Many also feel loss and grief similar to experiencing the death of a loved one. You may feel overwhelmed and struggle to cope at any time of your life. However feelings of loss due to an amputation can also be triggered by a new loss or crisis in your life, since often your real feelings may have been hidden whilst you try to put on a brave face to the world.
Through attending counselling you can regain the courage and strength to cope better with the changes that your amputation may mean to how you now live your life. Counselling for amputees can therefore support you with the following issues:
• Accepting change
• Bereavement and loss
• Body image worries
• Conflict including perceived bullying; emotional and physical
• Daily living
• Despair for the future
• Family issues; relationship breakdown, separation, divorce and difficulty forming relationships
• False impressions of yourself
• Fear of rejection
• Feeling unwell including psychosomatic concerns, physical and emotional pain
• Financial worries
• Lack of meaning
• Loss of independence
• Living with uncertainty
• Loss of identity
• Low self-esteem
• Low confidence
• Mid-life struggles
• Obsessive-compulsive disorder
• Phantom limb pain
• Retirement worries including fears of dying
• Self harm
• Sexual concerns
• Unrealistic expectations
How long will counselling for amputees take?
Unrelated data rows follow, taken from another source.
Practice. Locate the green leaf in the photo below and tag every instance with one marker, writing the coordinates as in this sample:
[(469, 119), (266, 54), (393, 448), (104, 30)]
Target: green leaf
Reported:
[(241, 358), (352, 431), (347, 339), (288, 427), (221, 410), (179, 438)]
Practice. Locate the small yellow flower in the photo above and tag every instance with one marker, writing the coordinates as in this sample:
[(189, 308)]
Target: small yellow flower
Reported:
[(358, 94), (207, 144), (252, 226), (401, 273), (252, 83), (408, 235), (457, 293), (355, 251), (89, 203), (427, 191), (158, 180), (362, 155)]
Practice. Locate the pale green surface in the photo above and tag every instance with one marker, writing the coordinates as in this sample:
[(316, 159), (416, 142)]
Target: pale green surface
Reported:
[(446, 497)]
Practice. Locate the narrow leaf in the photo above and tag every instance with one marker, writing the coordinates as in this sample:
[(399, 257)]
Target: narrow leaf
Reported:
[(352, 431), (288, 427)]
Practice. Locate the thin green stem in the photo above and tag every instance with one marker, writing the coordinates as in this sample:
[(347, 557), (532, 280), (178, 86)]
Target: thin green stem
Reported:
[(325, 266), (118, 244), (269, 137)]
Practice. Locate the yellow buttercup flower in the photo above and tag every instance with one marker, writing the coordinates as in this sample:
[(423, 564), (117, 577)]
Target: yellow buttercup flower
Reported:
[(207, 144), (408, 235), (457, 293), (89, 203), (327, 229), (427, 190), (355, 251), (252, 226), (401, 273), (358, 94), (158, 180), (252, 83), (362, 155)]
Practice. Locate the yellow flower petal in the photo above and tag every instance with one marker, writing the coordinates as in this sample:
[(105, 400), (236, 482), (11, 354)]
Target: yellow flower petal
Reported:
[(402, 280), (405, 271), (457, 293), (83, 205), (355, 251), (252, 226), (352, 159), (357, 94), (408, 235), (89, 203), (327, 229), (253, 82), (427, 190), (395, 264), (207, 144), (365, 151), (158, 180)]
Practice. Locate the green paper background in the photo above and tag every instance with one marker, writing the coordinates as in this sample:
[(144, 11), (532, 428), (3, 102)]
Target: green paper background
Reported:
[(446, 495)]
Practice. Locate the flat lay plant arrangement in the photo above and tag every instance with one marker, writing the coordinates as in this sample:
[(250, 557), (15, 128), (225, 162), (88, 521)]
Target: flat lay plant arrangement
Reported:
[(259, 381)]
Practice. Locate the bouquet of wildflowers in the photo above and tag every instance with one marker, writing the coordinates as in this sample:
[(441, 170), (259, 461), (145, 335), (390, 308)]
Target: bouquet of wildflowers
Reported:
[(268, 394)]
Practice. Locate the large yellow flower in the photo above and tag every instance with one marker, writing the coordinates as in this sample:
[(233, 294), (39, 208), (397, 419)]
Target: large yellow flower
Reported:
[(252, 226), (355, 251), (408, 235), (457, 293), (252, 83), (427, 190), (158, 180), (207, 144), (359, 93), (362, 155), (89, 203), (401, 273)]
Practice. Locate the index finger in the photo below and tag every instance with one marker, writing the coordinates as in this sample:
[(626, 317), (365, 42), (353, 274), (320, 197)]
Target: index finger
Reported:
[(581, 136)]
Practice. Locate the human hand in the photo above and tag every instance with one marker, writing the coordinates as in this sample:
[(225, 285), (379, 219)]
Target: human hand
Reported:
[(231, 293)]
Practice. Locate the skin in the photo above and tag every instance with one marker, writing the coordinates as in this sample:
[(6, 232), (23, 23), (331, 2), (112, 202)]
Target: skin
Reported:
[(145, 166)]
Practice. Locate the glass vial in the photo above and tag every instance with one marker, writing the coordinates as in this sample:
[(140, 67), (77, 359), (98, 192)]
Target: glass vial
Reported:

This really depends on you. In most cases, it takes a number of sessions before counselling starts to make a difference. Sometimes you may feel more overwhelmed before you start to feel better.
This is part of the therapy process since counselling cannot offer you a magic wand to make you feel better. It takes time to explore how you feel so regular commitment to attending sessions each week is required to make the best use of the therapy. Clients can choose to work short-term for 6-12 sessions or longer-term for 12-50 sessions and even beyond. Each person is different. Counselling sessions last 50 minutes and are usually weekly.
How much does counselling for amputees cost, how do I book sessions and where do we meet?
The fee for each 50-minute session is £50 but there is no obligation to continue beyond the first meeting. Payment is made at the end of each session either by cash or cheque or can be paid in advance.
Sessions are held on-site at The London Prosthetic Centre.